Granite Bear “elves” help community with wares from workshop
David Broyles Staff Reporter
Mount Airy High School Furniture and Cabinet Making Class students, like elves from Santa’s workshop, will be helping out their community this holiday season.
Instructor Greg Taylor said the group will again offer sturdy corn hole sets they have made for sale with the proceeds helping three local charities.
Taylor admits one goal of this annual effort is to build good citizens while students get to apply their building skills. Seniors Jackson Blizzard, Brian Bennett and Jon Cagle appeared to agree with Taylor. Blizzard said this is his first year in the vocational shop class.
“I love to have something to do with this hands-on stuff,” said Blizzard. He said techniques like being sure his measurements were correct and the wooden pieces were square translated well as he moved from building furniture to the cornhole boards. He said he was surprised to find out how easy it was to get specification for the boards because cornhole is “serious” with a national league for competition. He said he hopes to use what he has learned in class to pursue a career in a field like civil engineering.
Bennett said this was his third year in the class as the others joked he spent so much time in the shop he should consider changing his name.
“We did this last year so it was pretty much the same,” said Bennett. “Everybody came in and we all worked together, which was a plus.

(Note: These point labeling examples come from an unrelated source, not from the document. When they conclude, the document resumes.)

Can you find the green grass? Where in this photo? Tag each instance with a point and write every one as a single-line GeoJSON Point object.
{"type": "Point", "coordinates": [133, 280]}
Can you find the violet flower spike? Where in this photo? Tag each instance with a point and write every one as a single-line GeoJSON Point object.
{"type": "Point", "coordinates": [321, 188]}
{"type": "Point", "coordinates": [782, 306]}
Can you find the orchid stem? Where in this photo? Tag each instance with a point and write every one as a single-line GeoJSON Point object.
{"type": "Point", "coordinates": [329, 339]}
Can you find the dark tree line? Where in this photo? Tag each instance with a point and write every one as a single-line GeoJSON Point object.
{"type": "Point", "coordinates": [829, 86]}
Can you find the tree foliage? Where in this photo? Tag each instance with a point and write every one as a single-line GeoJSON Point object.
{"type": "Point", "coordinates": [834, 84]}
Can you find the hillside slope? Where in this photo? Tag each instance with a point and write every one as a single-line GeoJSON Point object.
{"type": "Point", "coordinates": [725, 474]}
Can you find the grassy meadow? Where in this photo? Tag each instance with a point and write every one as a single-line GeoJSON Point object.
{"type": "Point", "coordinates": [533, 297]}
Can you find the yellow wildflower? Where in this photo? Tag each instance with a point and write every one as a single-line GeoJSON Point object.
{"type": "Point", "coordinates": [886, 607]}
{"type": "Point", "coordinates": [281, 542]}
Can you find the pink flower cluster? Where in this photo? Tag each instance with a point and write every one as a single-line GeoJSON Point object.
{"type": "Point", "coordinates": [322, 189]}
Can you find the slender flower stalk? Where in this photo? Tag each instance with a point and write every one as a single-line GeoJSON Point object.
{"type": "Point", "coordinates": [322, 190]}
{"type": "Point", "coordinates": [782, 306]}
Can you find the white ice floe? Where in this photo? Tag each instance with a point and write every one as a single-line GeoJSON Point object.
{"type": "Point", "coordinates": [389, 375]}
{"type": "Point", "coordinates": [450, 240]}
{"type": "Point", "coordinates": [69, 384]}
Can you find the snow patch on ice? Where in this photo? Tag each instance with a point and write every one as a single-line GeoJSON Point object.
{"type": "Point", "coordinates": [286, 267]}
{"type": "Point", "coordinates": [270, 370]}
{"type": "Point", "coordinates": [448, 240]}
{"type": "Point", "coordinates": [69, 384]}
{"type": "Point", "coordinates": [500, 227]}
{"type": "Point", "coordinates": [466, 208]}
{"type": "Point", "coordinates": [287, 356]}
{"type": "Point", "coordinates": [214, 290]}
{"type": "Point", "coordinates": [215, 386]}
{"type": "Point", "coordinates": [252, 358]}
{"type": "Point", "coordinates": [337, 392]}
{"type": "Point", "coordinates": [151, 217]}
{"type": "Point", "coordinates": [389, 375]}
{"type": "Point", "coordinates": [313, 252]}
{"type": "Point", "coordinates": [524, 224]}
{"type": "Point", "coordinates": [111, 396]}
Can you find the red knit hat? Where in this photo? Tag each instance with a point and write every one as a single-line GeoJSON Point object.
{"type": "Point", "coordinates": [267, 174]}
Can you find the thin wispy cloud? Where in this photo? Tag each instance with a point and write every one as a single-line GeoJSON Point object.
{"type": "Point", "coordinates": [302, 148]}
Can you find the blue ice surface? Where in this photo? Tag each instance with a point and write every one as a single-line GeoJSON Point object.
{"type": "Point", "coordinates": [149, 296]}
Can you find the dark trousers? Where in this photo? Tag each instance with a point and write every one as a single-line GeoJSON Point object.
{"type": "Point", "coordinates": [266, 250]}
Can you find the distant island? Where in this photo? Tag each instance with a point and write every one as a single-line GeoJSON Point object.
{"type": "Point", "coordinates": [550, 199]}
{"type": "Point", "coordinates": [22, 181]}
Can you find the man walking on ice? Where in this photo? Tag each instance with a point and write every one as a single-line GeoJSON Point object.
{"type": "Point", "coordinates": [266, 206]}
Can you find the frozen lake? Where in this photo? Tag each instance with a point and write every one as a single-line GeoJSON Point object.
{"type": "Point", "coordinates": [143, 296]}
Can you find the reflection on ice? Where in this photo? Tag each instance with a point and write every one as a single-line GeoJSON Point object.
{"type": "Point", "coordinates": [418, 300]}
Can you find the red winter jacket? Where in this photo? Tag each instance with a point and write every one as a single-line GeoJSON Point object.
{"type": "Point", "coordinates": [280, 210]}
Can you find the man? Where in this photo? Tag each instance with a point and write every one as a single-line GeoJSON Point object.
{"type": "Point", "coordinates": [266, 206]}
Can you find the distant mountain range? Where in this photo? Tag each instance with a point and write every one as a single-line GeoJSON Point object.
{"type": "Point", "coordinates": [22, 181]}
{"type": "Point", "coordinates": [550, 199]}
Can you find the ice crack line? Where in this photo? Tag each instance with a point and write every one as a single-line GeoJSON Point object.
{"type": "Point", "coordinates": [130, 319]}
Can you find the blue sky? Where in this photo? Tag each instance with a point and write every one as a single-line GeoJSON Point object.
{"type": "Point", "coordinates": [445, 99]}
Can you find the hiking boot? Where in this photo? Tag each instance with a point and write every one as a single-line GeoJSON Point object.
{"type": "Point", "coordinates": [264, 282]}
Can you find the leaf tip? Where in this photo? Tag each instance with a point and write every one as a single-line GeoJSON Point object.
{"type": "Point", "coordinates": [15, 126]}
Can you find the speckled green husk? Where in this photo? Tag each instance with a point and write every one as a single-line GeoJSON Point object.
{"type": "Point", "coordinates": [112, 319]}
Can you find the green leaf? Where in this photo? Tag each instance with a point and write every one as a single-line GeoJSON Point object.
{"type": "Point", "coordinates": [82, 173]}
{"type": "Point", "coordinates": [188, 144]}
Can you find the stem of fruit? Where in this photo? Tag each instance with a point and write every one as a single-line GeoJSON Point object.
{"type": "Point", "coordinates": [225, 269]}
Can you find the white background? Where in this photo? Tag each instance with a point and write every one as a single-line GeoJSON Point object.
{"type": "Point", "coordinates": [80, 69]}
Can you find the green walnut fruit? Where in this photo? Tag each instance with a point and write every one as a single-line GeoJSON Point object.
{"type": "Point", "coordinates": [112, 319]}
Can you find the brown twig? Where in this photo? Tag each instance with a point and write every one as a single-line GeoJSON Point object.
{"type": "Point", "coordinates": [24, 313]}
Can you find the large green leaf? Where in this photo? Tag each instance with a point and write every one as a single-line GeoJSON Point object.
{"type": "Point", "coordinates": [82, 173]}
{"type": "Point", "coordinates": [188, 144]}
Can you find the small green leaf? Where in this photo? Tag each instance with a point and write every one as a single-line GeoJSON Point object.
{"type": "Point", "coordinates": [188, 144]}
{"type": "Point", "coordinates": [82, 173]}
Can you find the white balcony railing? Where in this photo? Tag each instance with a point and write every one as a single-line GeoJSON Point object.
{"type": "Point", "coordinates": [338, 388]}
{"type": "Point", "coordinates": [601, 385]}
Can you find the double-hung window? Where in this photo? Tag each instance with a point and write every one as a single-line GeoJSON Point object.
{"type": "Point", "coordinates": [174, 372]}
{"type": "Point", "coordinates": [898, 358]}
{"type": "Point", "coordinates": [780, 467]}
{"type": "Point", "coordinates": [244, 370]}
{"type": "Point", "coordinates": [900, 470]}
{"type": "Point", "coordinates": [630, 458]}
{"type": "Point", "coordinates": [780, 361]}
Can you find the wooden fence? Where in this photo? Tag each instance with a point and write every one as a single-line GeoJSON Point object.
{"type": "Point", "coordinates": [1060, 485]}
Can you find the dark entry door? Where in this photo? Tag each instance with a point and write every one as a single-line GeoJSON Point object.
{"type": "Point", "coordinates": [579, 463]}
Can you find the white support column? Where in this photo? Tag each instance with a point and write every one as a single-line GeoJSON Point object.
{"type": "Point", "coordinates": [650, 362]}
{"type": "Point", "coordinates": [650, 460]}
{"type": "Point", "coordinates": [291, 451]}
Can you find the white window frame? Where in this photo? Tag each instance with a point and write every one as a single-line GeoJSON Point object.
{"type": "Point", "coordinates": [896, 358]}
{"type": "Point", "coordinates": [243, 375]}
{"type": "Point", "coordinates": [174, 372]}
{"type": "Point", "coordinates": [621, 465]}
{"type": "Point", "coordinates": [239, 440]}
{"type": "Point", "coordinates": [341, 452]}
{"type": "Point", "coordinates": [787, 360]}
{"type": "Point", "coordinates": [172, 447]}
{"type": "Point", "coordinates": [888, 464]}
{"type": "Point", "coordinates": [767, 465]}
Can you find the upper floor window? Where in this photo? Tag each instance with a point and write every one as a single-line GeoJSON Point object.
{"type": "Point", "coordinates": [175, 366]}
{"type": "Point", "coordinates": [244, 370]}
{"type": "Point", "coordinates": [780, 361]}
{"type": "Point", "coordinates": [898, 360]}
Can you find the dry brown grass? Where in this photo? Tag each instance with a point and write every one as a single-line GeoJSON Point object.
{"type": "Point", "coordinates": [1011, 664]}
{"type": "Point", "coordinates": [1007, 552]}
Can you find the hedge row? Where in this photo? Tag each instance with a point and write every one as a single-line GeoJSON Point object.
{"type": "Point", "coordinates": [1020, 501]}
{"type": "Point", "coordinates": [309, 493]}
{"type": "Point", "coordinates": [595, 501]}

We had an assembly line going. We did a lot more detail this year and were were quick at it.” He was not specific about what he wants to do for a career, other than something where he “wasn’t behind a desk all the time.”
Cagle is in his second year of the class and he said this was the first time he had helped with the cornhole project. He said he was impressed at how well everyone worked together and how well it was organized.
“These kids are good people,” said Taylor. “They look forward to having an opportunity to help out. I’ve yet to have anyone not want to participate. I want them to understand they can affect other peoples lives by what they do. We want to raise selfless, well-rounded citizens.”
Taylor said this is the third time they have made the cornhole boards. He added that his opinion is taxpayers help support the public schools and it is a natural way for the students to turn around and invest in the community as well as helping organizations which benefit the public.
“It is so important to me (for) students to know they are contributing and making a difference in someone’s life. They are not as heartless and careless as some people think (young people are),” Taylor said. “The support of the community is outstanding.”
Taylor said a set of the sanded cornhole boards costs $100 and a set of the sanded boards with a set of eight navy blue and white bags is $120. The sets will be sold on a first-come, first-served basis. Checks should be made to Mount Airy High School. Orders can be made at email@example.com or 336-789-5147.
Previous projects have included making wooden toys and checkerboards which were delivered in the community. He said the students made eight sets and eight have not been sold. Proceeds from the sales of the boards will go the the Harvest Food Bank, Foothills Food Pantry and to the family of the late Jacob Pettite.